Zeid Ra’ad al-Hussein, the U.N. High Commissioner for Human Rights, said at a press conference in Geneva that “our investigation has laid bare the horrific level of violations and abuses that occurred in Sri Lanka”.

The Sri Lankan government, while responding to the report, said the findings would receive “due attention” of relevant authorities. The government recognised “fully” that the report represented “a human rights investigation and not a criminal investigation”, the Foreign Affairs Ministry said in a statement here.

While the report found fault both with the authorities and the Liberation Tigers of Tamil Eelam (LTTE) in respect of “unlawful killing”, it pulled up the former on several counts, including “sexual and gender-based violence”, “enforced disappearances”, and “torture and other forms of cruel, inhuman or degrading treatment”.

As regards the detention of internally displaced people, the report said: “Almost 300,000 IDPs were deprived of their liberty in camps for periods far beyond what is permissible under international law.” The report was critical of the LTTE in respect of “recruitment of children and their use in hostilities”.

As for “attacks on civilians and civilian objects”, the OISL expressed “grave concerns” over the repeated shelling of hospitals in the Vanni. It did not absolve the LTTE either and the U.N. office wanted the entire matter to be investigated. “Violations attributable to one of the parties do not justify lack of compliance on the part of the other.”

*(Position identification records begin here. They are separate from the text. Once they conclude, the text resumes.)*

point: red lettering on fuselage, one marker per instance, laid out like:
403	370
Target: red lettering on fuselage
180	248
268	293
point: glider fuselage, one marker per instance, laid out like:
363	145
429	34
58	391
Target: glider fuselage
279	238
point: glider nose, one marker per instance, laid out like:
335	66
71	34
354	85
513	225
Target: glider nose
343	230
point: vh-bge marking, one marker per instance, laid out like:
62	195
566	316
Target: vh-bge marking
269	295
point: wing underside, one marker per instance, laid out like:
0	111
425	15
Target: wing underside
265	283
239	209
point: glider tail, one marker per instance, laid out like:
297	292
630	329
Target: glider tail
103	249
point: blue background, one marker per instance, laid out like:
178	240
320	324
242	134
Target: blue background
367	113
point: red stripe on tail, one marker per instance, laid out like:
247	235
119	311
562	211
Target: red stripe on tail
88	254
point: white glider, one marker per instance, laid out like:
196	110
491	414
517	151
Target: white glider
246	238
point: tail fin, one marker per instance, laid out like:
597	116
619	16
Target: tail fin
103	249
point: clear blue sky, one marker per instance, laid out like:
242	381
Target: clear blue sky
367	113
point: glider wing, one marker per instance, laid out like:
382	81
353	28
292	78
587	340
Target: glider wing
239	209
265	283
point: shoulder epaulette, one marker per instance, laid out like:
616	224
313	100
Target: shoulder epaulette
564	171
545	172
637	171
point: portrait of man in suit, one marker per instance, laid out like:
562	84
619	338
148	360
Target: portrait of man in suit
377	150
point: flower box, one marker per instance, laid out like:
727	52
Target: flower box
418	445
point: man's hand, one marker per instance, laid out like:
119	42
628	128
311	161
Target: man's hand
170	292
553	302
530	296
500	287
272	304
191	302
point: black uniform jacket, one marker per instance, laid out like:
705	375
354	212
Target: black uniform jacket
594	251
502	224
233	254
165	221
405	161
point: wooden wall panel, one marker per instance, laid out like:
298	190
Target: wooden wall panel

On allegations of extrajudicial executions of identified LTTE cadres and unidentified individuals on or around May 18, 2009, some of whom were known to have surrendered to the Sri Lankan military, the OISL said: “Although some facts remain to be established, based on witness testimony as well as photographic and video imagery, there appears to be sufficient information in several cases to indicate that they were killed after being taken into custody.”